Mitochondrial dysfunction in dopamine neurons : implications for Parkinson’s disease

Abstract

Mitochondria are essential for cellular homeostasis and contain the respiratory chain (RC). Decreased mitochondrial function is associated with ageing, as exemplified by the finding of a mosaic pattern of RC-deficient cells in aged tissues. Parkinson’s disease (PD) is a common age-related disorder characterized by loss of midbrain dopamine (DA) neurons and formation of intracellular inclusions. A number of observations suggest a role for mitochondrial dysfunction in the pathophysiology of PD: (1) toxins linked to PD have been shown to impair RC function, (2) reduced RC enzyme activities are found in patient tissues, (3) the proportion of DA neurons that are RC-deficient, due to accumulation of mtDNA deletions, is higher in PD patients than in controls, and (4) an inherited form of PD is caused by loss-of-function mutations in the gene for Parkin, an E3 ubiquitin ligase reported to facilitate clearance of defective mitochondria.

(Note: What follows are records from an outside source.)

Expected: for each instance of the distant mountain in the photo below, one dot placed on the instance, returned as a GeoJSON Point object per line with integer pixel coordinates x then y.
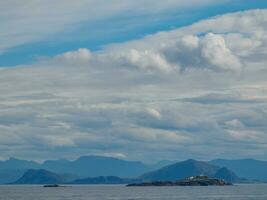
{"type": "Point", "coordinates": [13, 163]}
{"type": "Point", "coordinates": [10, 175]}
{"type": "Point", "coordinates": [41, 176]}
{"type": "Point", "coordinates": [12, 169]}
{"type": "Point", "coordinates": [106, 180]}
{"type": "Point", "coordinates": [245, 168]}
{"type": "Point", "coordinates": [93, 166]}
{"type": "Point", "coordinates": [227, 175]}
{"type": "Point", "coordinates": [189, 168]}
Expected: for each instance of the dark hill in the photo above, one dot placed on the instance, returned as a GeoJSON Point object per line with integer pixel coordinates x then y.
{"type": "Point", "coordinates": [188, 168]}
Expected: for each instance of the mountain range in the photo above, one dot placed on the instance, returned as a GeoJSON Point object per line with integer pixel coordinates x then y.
{"type": "Point", "coordinates": [94, 169]}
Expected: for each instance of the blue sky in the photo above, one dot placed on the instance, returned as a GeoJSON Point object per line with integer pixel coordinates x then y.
{"type": "Point", "coordinates": [94, 34]}
{"type": "Point", "coordinates": [140, 80]}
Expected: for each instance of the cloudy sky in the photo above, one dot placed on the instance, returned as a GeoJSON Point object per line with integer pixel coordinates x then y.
{"type": "Point", "coordinates": [135, 79]}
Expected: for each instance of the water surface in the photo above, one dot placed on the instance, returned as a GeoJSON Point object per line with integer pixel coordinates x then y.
{"type": "Point", "coordinates": [120, 192]}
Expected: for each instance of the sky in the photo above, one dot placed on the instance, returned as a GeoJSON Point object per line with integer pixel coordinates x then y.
{"type": "Point", "coordinates": [138, 80]}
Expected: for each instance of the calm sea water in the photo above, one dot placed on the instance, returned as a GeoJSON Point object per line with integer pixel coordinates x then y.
{"type": "Point", "coordinates": [120, 192]}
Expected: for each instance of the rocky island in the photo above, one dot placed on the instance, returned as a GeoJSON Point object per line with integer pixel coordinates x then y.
{"type": "Point", "coordinates": [191, 181]}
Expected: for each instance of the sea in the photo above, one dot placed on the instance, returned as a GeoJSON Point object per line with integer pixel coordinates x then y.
{"type": "Point", "coordinates": [121, 192]}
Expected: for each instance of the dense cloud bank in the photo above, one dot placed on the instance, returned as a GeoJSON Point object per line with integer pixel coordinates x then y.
{"type": "Point", "coordinates": [198, 91]}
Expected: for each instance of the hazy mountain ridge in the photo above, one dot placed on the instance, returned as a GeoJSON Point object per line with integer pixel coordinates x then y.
{"type": "Point", "coordinates": [89, 168]}
{"type": "Point", "coordinates": [248, 168]}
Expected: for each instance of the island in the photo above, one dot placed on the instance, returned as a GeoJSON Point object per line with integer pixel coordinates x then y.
{"type": "Point", "coordinates": [191, 181]}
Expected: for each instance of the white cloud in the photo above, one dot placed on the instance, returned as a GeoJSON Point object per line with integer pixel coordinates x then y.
{"type": "Point", "coordinates": [34, 20]}
{"type": "Point", "coordinates": [173, 93]}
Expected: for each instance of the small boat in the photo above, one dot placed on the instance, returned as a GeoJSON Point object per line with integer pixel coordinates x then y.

In this thesis, experimental genetics in mice have been used to study consequences of mitochondrial dysfunction in the brain, with particular focus on DA neurons. First, we addressed the role of mosaic RC deficiency in the brain by creating chimeric mice with a mixture of normal and RC-deficient forebrain neurons. A low proportion (>20%) of respiratory chain-deficient forebrain neurons was sufficient to cause symptoms. On the one hand, surrounding normal neurons could prevent mortality and delay the onset of symptoms. On the other hand, RC-deficient neurons could induce death of surrounding normal neurons by a trans-neuronal degeneration mechanism.

We also developed so-called ‘MitoPark’ mice, which have DA-specific disruption of Tfam, a gene critical for maintenance and expression of mtDNA. MitoPark mice have severe RC deficiency in DA neurons and develop slow, progressive loss of DA neurons accompanied by motor symptoms resembling those seen in PD. To study changes in mitochondrial morphology and distribution, we developed a novel reporter mouse for cell type-specific labeling of mitochondria. We found that mitochondria in RC-deficient neurons fragmented and concomitantly formed severely enlarged mitochondrial bodies in the soma and proximal dendrites. Mitochondria in distal axon segments had normal morphology, but the RC-deficient neurons had an impaired anterograde supply of new mitochondria to their axon terminals. We did not find support for a role of Parkin in MitoPark DA neurons, as overexpressed Parkin was not recruited to the aberrant mitochondria and the absence of Parkin did not affect their clearance.

Finally, we studied the consequences of a complex I defect in DA neurons. Disruption of the complex I subunit gene Ndufs4 resulted in a mild complex I deficiency, which did not cause degeneration of DA neurons or PD-like symptoms. Nevertheless, we found increased levels of DA metabolites and impaired DA release at the level of the axon terminals, compatible with early changes seen in PD. Ndufs4 knockout DA neurons were in addition more vulnerable to toxic insult. In summary, these results support a role for mitochondrial dysfunction in PD and show that RC function is important for axonal mitochondrial transport and synaptic DA release.